De pronto, sin saber por qué, sintió miedo. Pensó que quizá Safiya le estaba mintiendo, que aquella historia de amores eternos era falsa, y que, en realidad, se la contaba para hacerle daño. No es que hubiese sucedido nada que le probase eso, pero le entró resquemor de hallarse así, en aquella casi absoluta oscuridad, junto a una joven desconocida, escasamente vestidas ambas, en un estado que (no quería pensarlo) podría resultar humillante si, por cualquier motivo, la señora Ripio o su hijo las descubrían.
– Luego vino la enfermedad -dijo Safiya-. Era cáncer. Mi abuela murió tras sufrir mucho. El señor Guerín quedó tan destrozado que ya no paró hasta matarse con la bebida. -Se oyó un chasquido. Nieves Aguilar comprendió que la chica había estado manipulando algo mientras tanto, y atribuyó a esa actividad el cambio de tono que había percibido en ella.
Entonces una luz mágica la cegó. Safiya extrajo la pequeña llave y posó el pie en el suelo. Su cuerpo, iluminado ahora por aquel resplandor, aparecía pleno, exacto, sin secretos. A Nieves Aguilar le hubiese abochornado, pero no la miraba: miraba hacia la luz.
– Sobre todo, que no se entere la doña… -Ahora estaba claro que la chica temblaba-. Tiene el sueño muy ligero, y no le gusta nada que curiosee en sus cosas… Si se enterara… no sé qué me haría. Pero yo tengo que trabajar para ella. Mi familia le debe mucho a la doña. Nos ayudó comprando este local, que estaba casi en ruinas… Y en el fondo me quiere. Confía en mí para que le guarde sus bienes, por eso me hizo este llavero. Le tiene pánico a los ladrones…
– ¿Qué es esto?
– Lo que el señor Guerín legó al hostal. La caja la compró en el extranjero…

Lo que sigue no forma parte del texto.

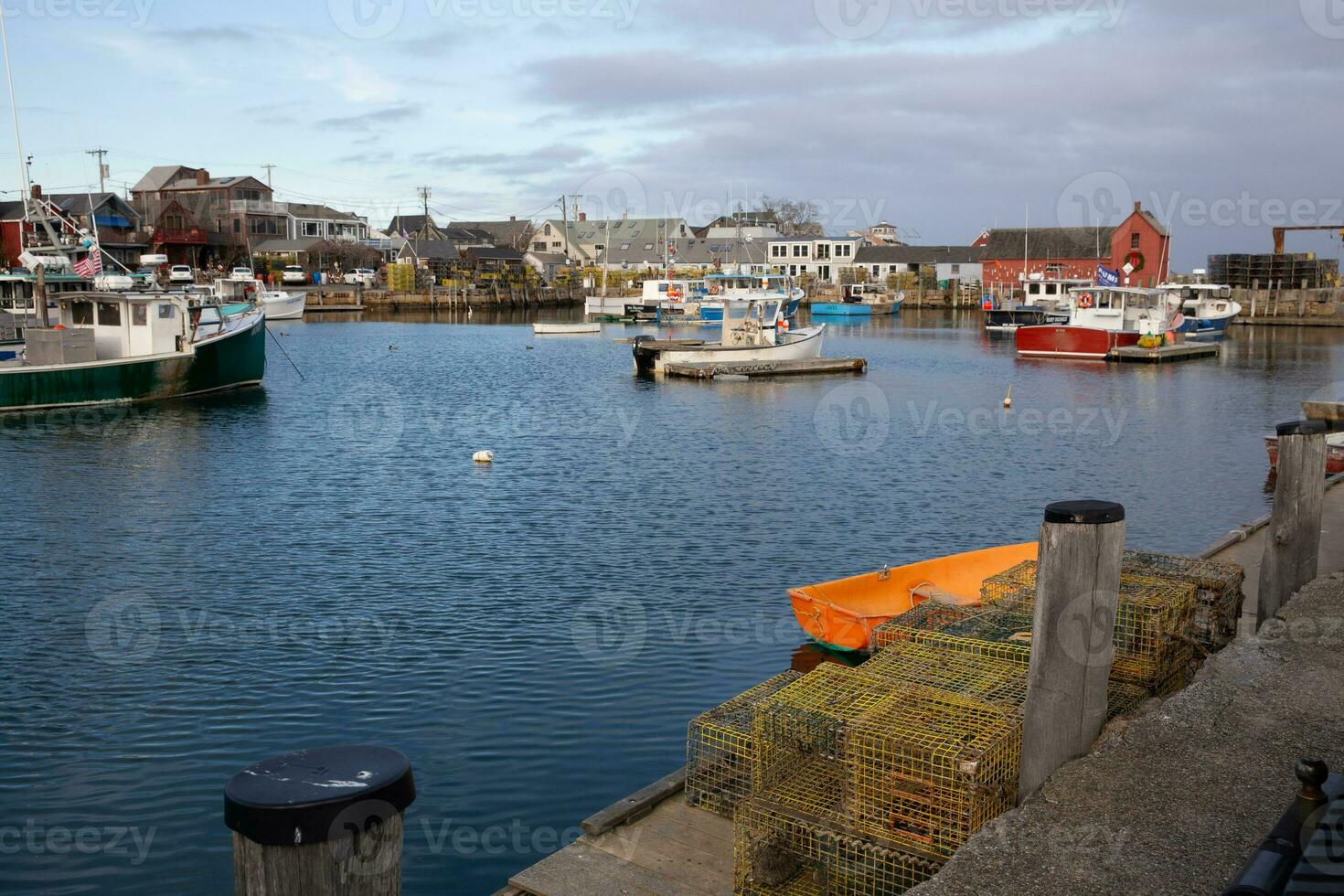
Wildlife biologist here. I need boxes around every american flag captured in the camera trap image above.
[75,249,102,280]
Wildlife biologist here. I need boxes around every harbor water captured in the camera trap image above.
[0,312,1344,893]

Parecía de madera negra, quizá de ébano. La tapa, abierta, quedaba vertical mostrando en el dorso una silueta bordada en tela: un gato negro con incrustaciones de bisutería a modo de ojos. La luz provenía de los costados del interior pero también de los bordes de la tapa, en forma de diminutas filas de fluorescentes cuyo brillo provocaba extraños efectos tornasolados en el bordado. Era el objeto más hermoso que jamás había contemplado Nieves Aguilar. Se preguntó por un instante qué diría su padre si pudiese verlo, cómo lo valoraría su experta opinión de joyero. Albergaba fotografías y papeles. Y otra caja, más plana, también negra. Safiya la cogió.
– La señora Ripio dice que don Francisco, el antiguo cura, que era muy amigo de Guerín, tiene otra copia… Es el libro que Guerín escribió tras la muerte de mi abuela. Nunca quiso publicarlo…
– ¿Por qué?
– No lo sé -dijo Safiya y se lo entregó-. No lo he leído. Pero la señora Ripio sí, y dice que nadie debería leerlo.
El jueves por la mañana las nubes oscuras, casi negras, que parecían haberse levantado de la sierra para avanzar hacia el pueblo, hicieron pensar a Quirós que la tormenta estaba cerca. Pocas veces había visto nubes tan ásperas y arrugadas, y tan negras, en increíble contraste con el cielo de verano que las rodeaba, aún resplandeciente y casi dorado.
Mientras se dirigía al ayuntamiento, sacó el móvil de Casella y buscó posibles mensajes. No había nada. El teléfono no había sonado en todo el día, Quirós lo sabía porque lo mantenía encendido. Tampoco el suyo había dado señales de vida: aquel doble silencio no le gustaba.